Cette réalité incontestable, ces faits irréfragables que Marine Le Pen ne peut ignorer, puisqu’elle affirme avoir été approchée par Brigitte Bardot, spécialiste de la question, sont particulièrement gênants. Il ne faut les évoquer. Les opposer à Madame Le Pen abîmerait sa croisade anti-halal et l’obligerait à, non plus s’en prendre uniquement à la viande halal, mais à s’indigner bien plus encore du cas de la viande casher. Impossible, car 1) la polémique serait dénaturée, les musulmans ne seraient plus cette cible idéale, 2) s’en prendre aux juifs comme elle s’en prend aux musulmans serait suicidaire. Médiatiquement et politiquement. D’autant que le CRIF s’inquiète particulièrement depuis 2010 des menaces sur l’abattage casher (voir Abattage casher : le CRIF appelle au lobbying [3]).

La plainte du FN, une vaste plaisanterie

La plainte qui aurait été déposée ce matin par le Front national, contre on se demande bien quoi et qui, est une farce, un artifice électoraliste pour occuper la scène médiatique et renverser les sondages aujourd’hui défavorables. L’abattage rituel n’est pas plus cruel que l’abattage non rituel. Ce serait même le contraire selon certains scientifiques, comme le rappelait un boucher de la région parisienne Yves-Marie Le Bourdonnec sur le plateau du Grand Journal (Canal+) [4] et dans l’émission Des Clics et des Claques [5] (Europe 1) ou encore le scientifique Joe Regenstein : Joe Regenstein : « l’abattage rituel n’est pas plus cruel que l’abattage non rituel » [6].

Plus généralement, la diatribe de Marine Le Pen est d’une piquante inconsistance.
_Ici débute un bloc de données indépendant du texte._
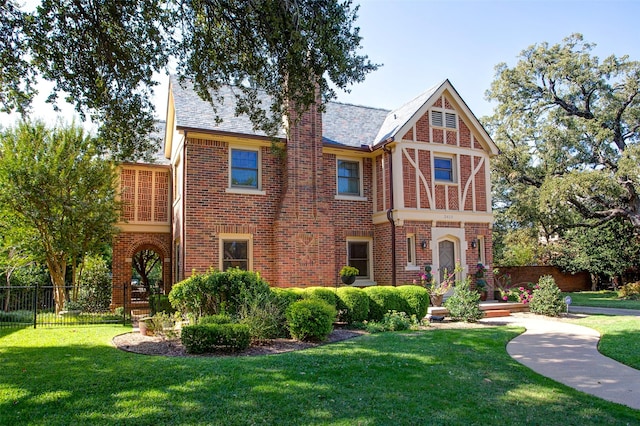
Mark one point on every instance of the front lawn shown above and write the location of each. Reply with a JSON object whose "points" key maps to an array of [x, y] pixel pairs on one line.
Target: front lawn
{"points": [[620, 337], [601, 299], [74, 376]]}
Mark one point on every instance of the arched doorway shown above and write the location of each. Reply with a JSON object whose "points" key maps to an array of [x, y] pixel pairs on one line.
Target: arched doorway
{"points": [[146, 274]]}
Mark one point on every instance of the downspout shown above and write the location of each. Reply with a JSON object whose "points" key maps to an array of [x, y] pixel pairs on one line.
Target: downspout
{"points": [[390, 218], [183, 231]]}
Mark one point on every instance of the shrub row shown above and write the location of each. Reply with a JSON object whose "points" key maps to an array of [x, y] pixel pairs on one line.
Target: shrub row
{"points": [[198, 339], [371, 303]]}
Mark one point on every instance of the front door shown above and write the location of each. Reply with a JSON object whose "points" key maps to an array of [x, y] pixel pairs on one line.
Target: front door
{"points": [[446, 256]]}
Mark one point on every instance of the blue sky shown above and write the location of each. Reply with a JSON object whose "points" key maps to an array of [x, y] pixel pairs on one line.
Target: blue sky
{"points": [[422, 42]]}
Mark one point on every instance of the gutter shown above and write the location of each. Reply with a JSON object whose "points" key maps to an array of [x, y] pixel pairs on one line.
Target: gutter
{"points": [[390, 214]]}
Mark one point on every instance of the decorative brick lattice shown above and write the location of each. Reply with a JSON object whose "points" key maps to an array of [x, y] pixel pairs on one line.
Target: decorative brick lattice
{"points": [[145, 193], [127, 191], [162, 197]]}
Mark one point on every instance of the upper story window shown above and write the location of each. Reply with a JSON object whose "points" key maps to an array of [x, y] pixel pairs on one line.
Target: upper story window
{"points": [[245, 168], [443, 169], [349, 178], [444, 119]]}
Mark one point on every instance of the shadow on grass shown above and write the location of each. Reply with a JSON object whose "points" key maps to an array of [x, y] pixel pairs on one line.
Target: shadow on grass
{"points": [[440, 376]]}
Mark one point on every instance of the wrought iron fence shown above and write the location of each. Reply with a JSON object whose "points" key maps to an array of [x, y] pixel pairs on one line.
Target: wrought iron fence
{"points": [[35, 306]]}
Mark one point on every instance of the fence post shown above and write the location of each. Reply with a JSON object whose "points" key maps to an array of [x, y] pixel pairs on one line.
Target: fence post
{"points": [[124, 304], [35, 306]]}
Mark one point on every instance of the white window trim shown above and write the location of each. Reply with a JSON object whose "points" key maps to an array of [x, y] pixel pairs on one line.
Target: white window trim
{"points": [[481, 249], [251, 191], [444, 113], [362, 281], [454, 168], [236, 237], [360, 197], [411, 250]]}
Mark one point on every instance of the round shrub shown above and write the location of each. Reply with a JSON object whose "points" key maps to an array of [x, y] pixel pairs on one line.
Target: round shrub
{"points": [[215, 319], [547, 298], [383, 299], [464, 303], [310, 319], [353, 304], [323, 293], [416, 300]]}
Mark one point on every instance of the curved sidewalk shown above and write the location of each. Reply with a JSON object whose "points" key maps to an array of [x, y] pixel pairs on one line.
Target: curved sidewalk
{"points": [[568, 353]]}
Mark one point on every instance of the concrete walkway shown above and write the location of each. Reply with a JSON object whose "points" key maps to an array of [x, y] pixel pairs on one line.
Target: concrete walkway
{"points": [[568, 353]]}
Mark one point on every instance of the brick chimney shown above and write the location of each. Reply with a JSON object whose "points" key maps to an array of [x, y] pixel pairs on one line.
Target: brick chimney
{"points": [[303, 231]]}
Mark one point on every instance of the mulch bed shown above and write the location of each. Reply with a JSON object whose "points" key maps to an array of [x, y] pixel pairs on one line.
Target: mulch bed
{"points": [[155, 345]]}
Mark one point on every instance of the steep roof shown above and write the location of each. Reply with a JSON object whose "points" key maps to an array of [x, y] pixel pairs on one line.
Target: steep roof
{"points": [[342, 124]]}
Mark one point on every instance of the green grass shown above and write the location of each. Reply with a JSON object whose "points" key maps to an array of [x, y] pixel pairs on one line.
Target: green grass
{"points": [[620, 337], [74, 376], [601, 299]]}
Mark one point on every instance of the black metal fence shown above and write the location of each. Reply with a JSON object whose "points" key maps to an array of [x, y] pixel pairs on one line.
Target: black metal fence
{"points": [[35, 306]]}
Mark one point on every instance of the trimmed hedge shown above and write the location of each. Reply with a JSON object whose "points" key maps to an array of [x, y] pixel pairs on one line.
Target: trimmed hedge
{"points": [[217, 292], [310, 319], [353, 304], [326, 294], [199, 339], [383, 299], [416, 300], [160, 303], [215, 319]]}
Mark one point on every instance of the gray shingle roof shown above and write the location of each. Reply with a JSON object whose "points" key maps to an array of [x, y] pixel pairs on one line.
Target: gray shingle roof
{"points": [[342, 124], [401, 116]]}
La présidente du Front national a dû changer plusieurs fois de version depuis sa première sortie la semaine dernière, balbutiant au micro de la journaliste Ruth Elkrief des réponses bricolées par son équipe de campagne, qui semble maîtriser Google, et allant jusqu’à se parjurer en évoquant l’Europe qui selon elle serait contre l’abattage rituel (sic). Cette fois, les médias ne se sont pas laissé prendre, même si une certaine complaisance empêche cet indispensable fact-checking qui serait fatal à Marine Le Pen.

Au-delà de toute cette polémique et ses petits calculs politiciens, il importe que les juifs et les musulmans fassent oeuvre de pédagogie et expliquent en quoi l’abattage rituel, tant halal que casher, ne nuit ni aux consommateurs non musulmans et non juifs, ni aux animaux. La viande non casher et non halal ne naît pas dans les fleurs ni dans les choux, mais provient de la même industrie qui par sa nature-même accroît la souffrance animale. Aidez les animaux, ce n’est pas s’en prendre aux musulmans et aux juifs, mais c’est bien repenser tout le secteur agro-alimentaire.